We visualize the spend ATE posteriors for both campaigns.

fig, axes = plt.subplots(1, 2, figsize=(12, 4), layout="constrained")

for i, (ax, ate, label) in enumerate(
    zip(
        axes,
        [ate_spend_mens, ate_spend_womens],
        ["Mens E-Mail vs. No E-Mail", "Womens E-Mail vs. No E-Mail"],
        strict=True,
    ),
):
    pp_ate = ate.to_numpy().flatten()
    ax.hist(pp_ate, bins=20, color=f"C{i}")
    mean = pp_ate.mean()
    ax.axvline(
        mean,
        color="red",
        linestyle="--",
        linewidth=2,
        label=f"Mean: {mean:.3f}",
    )
    ax.axvline(0, color="gray", linestyle=":")
    ax.set_title(label)
    ax.legend()

fig.supxlabel("ATE (Spend)")
fig.supylabel("Frequency")
fig.suptitle(
    "Treatment Effects: Spend",
    fontsize=18,
    fontweight="bold",
    y=1.1,
);
../_images/hillstrom_20_0.png

Comparison#

We compare treatment effects across both outcomes to check whether the campaigns that drive more conversions also drive more revenue.

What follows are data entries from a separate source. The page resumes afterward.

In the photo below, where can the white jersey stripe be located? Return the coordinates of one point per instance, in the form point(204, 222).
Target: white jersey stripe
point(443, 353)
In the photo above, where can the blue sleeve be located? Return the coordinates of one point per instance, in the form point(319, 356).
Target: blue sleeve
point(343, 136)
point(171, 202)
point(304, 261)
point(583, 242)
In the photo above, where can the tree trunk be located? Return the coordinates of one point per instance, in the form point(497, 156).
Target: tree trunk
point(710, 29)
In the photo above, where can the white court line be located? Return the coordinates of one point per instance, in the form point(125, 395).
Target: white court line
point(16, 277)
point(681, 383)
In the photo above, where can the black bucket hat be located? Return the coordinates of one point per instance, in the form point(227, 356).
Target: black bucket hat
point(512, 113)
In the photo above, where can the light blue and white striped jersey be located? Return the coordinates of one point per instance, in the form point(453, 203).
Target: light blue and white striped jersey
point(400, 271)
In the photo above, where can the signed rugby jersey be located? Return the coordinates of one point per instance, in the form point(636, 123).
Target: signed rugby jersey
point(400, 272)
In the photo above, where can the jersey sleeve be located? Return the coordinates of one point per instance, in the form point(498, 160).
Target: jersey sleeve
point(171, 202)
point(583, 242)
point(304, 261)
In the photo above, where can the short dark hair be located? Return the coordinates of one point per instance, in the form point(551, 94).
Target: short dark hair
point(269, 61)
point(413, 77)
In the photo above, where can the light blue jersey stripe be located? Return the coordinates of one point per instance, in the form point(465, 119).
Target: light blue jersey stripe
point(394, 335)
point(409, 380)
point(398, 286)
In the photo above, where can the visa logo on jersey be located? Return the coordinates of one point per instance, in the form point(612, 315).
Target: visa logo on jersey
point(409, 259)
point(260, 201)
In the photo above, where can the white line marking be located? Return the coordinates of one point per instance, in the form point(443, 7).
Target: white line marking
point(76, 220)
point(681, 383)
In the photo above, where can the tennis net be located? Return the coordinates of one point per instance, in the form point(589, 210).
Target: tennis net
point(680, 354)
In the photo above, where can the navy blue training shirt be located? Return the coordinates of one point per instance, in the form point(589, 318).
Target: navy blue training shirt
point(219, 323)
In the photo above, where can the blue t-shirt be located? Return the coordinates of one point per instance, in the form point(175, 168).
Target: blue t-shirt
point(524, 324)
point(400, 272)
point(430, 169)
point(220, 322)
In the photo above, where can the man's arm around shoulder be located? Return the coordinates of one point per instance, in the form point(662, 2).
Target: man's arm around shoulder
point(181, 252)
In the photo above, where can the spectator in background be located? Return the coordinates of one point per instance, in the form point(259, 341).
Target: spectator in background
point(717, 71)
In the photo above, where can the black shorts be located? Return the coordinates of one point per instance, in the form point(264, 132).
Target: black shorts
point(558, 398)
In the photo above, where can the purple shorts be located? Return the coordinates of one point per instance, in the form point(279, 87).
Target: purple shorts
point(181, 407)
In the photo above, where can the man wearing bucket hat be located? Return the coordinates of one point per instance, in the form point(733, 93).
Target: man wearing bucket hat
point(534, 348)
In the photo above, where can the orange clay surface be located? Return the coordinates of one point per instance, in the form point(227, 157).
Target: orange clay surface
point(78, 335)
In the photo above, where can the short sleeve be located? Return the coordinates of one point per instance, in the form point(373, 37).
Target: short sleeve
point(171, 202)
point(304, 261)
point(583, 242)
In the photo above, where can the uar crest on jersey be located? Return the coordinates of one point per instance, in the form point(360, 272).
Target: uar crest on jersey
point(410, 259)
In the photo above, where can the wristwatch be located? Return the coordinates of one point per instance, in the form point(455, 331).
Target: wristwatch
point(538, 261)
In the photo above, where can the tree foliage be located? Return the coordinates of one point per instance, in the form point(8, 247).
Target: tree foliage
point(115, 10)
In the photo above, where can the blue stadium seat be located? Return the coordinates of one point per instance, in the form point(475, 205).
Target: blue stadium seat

fig, axes = plt.subplots(1, 2, figsize=(12, 4), sharey=True)

# Conversion effects
for i, ate in enumerate([ate_conv_mens, ate_conv_womens]):
    pp_ate = ate.to_numpy().flatten()
    mean = pp_ate.mean()
    hdi = azs.hdi(pp_ate)
    axes[0].errorbar(
        mean, i,
        xerr=[[mean - hdi[0]], [hdi[1] - mean]],
        fmt="o", capsize=5, color="C0", markersize=8,
    )
axes[0].set_yticks(range(2))
axes[0].set_yticklabels(["Men's vs. No E-Mail", "Women's vs. No E-Mail"])
axes[0].axvline(0, color="gray", linestyle=":")
axes[0].set_xlabel("ATE (Conversion Rate)")
axes[0].set_title("Conversion")

# Spend effects
for i, ate in enumerate([ate_spend_mens, ate_spend_womens]):
    pp_ate = ate.to_numpy().flatten()
    mean = pp_ate.mean()
    hdi = azs.hdi(pp_ate)
    axes[1].errorbar(
        mean, i,
        xerr=[[mean - hdi[0]], [hdi[1] - mean]],
        fmt="o", capsize=5, color="C1", markersize=8,
    )
axes[1].axvline(0, color="gray", linestyle=":")
axes[1].set_xlabel("ATE (Spend)")
axes[1].set_title("Spend")

fig.suptitle("Treatment Effect Comparison", fontsize=18, fontweight="bold");
../_images/hillstrom_21_0.png

Both campaigns increase conversion and spend relative to the control, and the Men’s campaign shows a larger effect on both outcomes.

References#

  • Freedman, D. A. (2008). On regression adjustments to experimental data. Advances in Applied Mathematics, 40(2), 180–193.

  • Hillstrom, K. (2008). The MineThatData E-Mail Analytics and Data Mining Challenge. MineThatData Blog.